When I was kid I used to daydream about buying a VW Beetle and then fixing it up to make the bug cooler looking and faster.
Fast forward 40 years and Volkswagen has an answer for my childhood dreams. It’s the 2014 VW Beetle R Line.
To be honest, I don’t know what the R stands for. Racer? Rapid? Rocket? Whatever it means, the result is a quicker and better looking beetle.
To start with you get the 2.0 liter turbo engine that is good for 210 hp. That’s about 40 hp more than the non-turbo 2.5 liter motor (incidentally, the base normally aspirated engine will soon be replaced with a 1.8 liter turbo). 210 hp doesn’t turn the beetle into a rocket (we can cross that word off the list), but it does give respectable power. During my week with the car I liked the way it came off the line and the early acceleration, although it seemed to run out of steam at the top end. According to VW the R Line will do 0-60 in 6.6 seconds. That’s a long way from serious sports car acceleration, but good enough for casual fun. Mileage is very good with 21 mpg in the city and 30 mpg on the highway.
My test car had the 6-speed manual transmission. That’s two gears better than the four speed I wanted as a kid, and overall a much nicer transmission than I would have gotten back then. It’s a great way to get the most out of the horsepower. Driving the R Line is a nice experience with the suspension being a good compromise between soft and stiff.
Instead of buying bits and pieces from the JC Whitney catalog, VW has already tricked out the body. You get body colored bumpers (minus the chrome strip on the other beetles), a spoiler, bigger wheels, a diffuser panel at the back and bi-xenon lights. When you get right down to it, the R Line Beetle is more “performance inspired” than “performance”, but that’s OK. It’s still a very likeable car.
I should mention that this is the second generation of the “new” beetle. The big change on the outside is that the car is less rounded. It’s almost like some giant pushed down on the body to flatten it out just a bit. The result is very nice. Something about the shape looks less cute and more aggressive (is that possible with a Beetle?).
My test car had the Sunroof and Sound package. It gives you goodies like a leather interior, rearview camera and a navigation system. Oh, and you also get a sunroof. This sunroof had one thing I’m not sure I liked. Instead of something solid that slides into place under the glass to stop the sun from shining through, the Beetle had a cloth that was a little too sheer for my taste. I live in Phoenix and there are times of the year I want to block the sun completely. This semiopaque shield didn’t protect me. Interestingly, it’s not the first car I’ve driven that used this approach to block the sunroof. They obviously need to spend more time driving in the desert sun.

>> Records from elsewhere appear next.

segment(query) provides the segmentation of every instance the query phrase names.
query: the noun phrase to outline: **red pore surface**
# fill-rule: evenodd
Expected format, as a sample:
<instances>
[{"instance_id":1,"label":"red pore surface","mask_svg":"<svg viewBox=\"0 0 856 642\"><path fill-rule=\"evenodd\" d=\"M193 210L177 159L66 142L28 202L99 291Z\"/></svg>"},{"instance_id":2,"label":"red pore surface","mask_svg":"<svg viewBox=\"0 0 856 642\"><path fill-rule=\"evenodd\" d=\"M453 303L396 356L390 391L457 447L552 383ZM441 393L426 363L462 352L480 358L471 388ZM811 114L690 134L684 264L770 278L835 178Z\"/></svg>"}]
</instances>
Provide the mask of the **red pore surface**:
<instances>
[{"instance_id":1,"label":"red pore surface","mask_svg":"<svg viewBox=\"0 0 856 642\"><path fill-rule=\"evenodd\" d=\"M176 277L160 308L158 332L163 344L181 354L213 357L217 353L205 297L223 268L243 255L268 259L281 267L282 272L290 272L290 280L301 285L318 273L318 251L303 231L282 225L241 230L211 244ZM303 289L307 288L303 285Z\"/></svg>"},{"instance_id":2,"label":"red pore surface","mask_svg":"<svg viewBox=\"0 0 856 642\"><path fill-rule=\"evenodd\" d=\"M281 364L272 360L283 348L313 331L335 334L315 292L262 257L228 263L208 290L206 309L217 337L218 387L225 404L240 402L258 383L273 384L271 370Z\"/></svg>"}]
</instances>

I really like the dashboard in the latest Beetle over the previous generation. It’s flatter and styled after the original Beetle’s look. It even has a small glove box in the same place it was 50 years ago. Overall, the dash is less intrusive and more pleasing to look at. My test car had a carbon fiber accents that added a bit more style. There are three gauges that sit on the top of the dash. They were great for looks, but not much more. One showed turbo boost. I just can’t imagine that when I’m in the middle racing up to freeway speed that I’ll have a big desire to take my eyes off the road and look to the right for the latest boost reading. There is also a stop watch. Again, not a logical place. You have to lean over to reset and then punch the gas. Once again, let’s use the term “performance inspired”.
Base price for the regular Beetle is $20,295. The R Line Beetle starts at $24,995 while my test car with the Sunroof and Sound package came in at $28,650. Overall it’s a fun car that does a great job of fulfilling my childhood dreams for a souped-up bug.